At the end of the 19th century, Big Money had a face. In fact, it had many faces. Their names were daily news. They were followed and reported on by the paparazzi. It was possibly in the Spanish American War that their views first came collectively to the surface. The press had much to do with the fervor. The debate was over whether or not war would be a good thing.
The question was (and is), good for who?
Say hello to Pluto in Capricorn.
"There were special interests who would benefit directly from war. In Pittsburgh, center of the iron industry, the Chamber of Commerce advocated force, and the Chattanooga Tradesman said that the possibility of war "has decidedly stimulated the iron trade." It also noted that "actual war would very decidedly enlarge the business of transportation." In Washington, it was reported that a "belligerent spirit" had infected the Navy Department, encouraged "by the contractors for projectiles, ordnance, ammunition and other supplies, who have thronged the department since the destruction of the Maine."

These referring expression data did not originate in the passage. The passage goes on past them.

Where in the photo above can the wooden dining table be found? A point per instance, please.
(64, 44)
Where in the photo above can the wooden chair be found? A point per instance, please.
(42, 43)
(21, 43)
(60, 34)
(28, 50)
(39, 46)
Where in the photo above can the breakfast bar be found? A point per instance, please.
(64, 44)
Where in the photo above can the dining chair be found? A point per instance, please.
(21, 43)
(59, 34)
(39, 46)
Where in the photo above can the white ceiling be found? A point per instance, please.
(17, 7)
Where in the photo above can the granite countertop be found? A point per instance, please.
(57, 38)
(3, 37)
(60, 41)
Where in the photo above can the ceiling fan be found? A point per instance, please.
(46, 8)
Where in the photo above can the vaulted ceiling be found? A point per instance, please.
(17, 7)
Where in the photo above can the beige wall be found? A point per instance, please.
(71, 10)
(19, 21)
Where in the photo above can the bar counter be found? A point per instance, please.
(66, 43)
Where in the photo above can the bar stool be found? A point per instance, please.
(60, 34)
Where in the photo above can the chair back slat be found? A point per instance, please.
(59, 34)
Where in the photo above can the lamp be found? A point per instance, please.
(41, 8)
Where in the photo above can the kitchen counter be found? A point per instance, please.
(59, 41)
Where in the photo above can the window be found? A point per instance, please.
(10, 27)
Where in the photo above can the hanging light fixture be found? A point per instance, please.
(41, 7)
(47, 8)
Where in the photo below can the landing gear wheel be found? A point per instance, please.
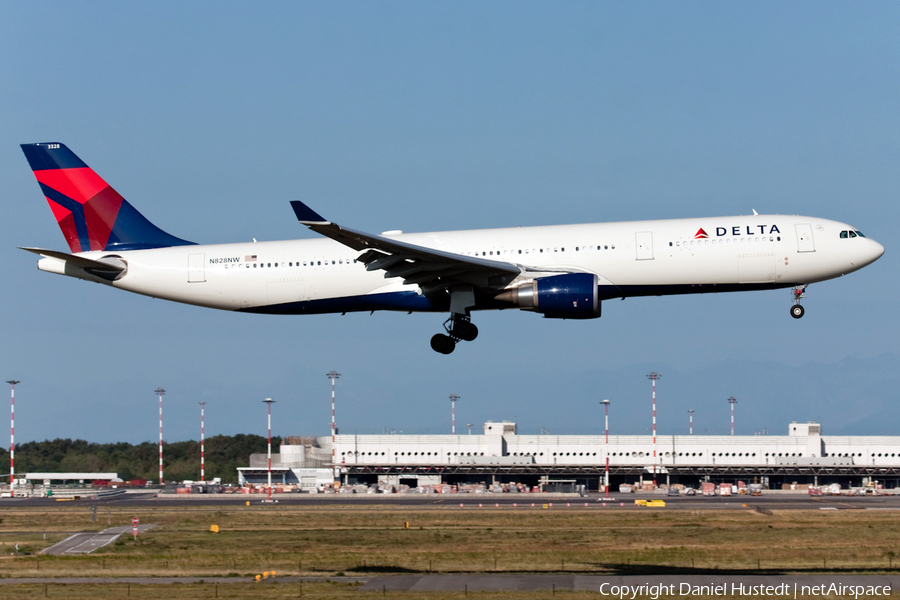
(442, 343)
(465, 331)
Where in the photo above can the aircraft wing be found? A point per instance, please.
(430, 269)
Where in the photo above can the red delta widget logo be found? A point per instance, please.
(746, 230)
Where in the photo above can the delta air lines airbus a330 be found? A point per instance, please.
(559, 271)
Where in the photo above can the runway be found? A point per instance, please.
(483, 501)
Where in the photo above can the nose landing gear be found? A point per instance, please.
(458, 327)
(797, 294)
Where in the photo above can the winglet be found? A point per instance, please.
(306, 215)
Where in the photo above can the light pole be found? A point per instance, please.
(653, 377)
(732, 401)
(12, 432)
(453, 399)
(605, 403)
(202, 457)
(269, 403)
(160, 392)
(332, 376)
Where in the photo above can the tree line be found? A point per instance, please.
(181, 460)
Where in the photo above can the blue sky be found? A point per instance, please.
(211, 117)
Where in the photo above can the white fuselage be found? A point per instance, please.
(629, 258)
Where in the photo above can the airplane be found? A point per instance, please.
(558, 271)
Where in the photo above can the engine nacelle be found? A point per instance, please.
(570, 296)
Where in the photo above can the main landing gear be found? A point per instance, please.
(458, 327)
(797, 294)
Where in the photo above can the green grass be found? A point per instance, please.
(365, 541)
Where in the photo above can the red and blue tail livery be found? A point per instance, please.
(90, 213)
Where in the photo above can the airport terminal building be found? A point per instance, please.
(501, 455)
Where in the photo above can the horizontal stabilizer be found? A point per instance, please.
(80, 261)
(305, 214)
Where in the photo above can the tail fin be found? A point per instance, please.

"Russel Sage, the banker, said that if war came, "There is no question as to where the rich men stand." A survey of businessmen said that John Jacob Astor, William Rockefeller, and Thomas Fortune Ryan were "feeling militant." And J. P. Morgan believed further talk with Spain would accomplish nothing."
"On March 25 , a telegram arrived at the White House from an adviser to McKinley, saying: "Big corporations here now believe we will have war. Believe all would welcome it as relief to suspense."
People's History, Zinn, pp. 297-298.
With each new industrial 'war wave' there came a clamor from industry the public began to associate with greed rather than patriotism. First it was the Spanish American War, then the drumbeat from Europe beckoned and we were pulled into two more wars at a quick march over the protests of the people. Providing a financial face whose motives and morals might be questioned provided a hot target for public opinion. So these 'bankers' developed their own counter-strategies. On January 2, 1889, as Gustavus Mayers reported,
" . . . a circular marked "Private and Confidential" was issued by the three banking houses of Drexel, Morgan & Company, Brown Brothers & Company, and Kidder, Peabody & Company. The most painstaking care was exercised that this document should not find its way into the press or otherwise become public . . . Why this fear? Because the circular was an invitation . . . to the great railroad magnates to assemble at Morgan's house, No. 219 Madison Avenue, there to form, in the phrase of the day, an iron-clad combination . . . a compact which would efface competition among certain railroads, and unite those interests in an agreement by which the people of the United States would be bled even more effectively than before."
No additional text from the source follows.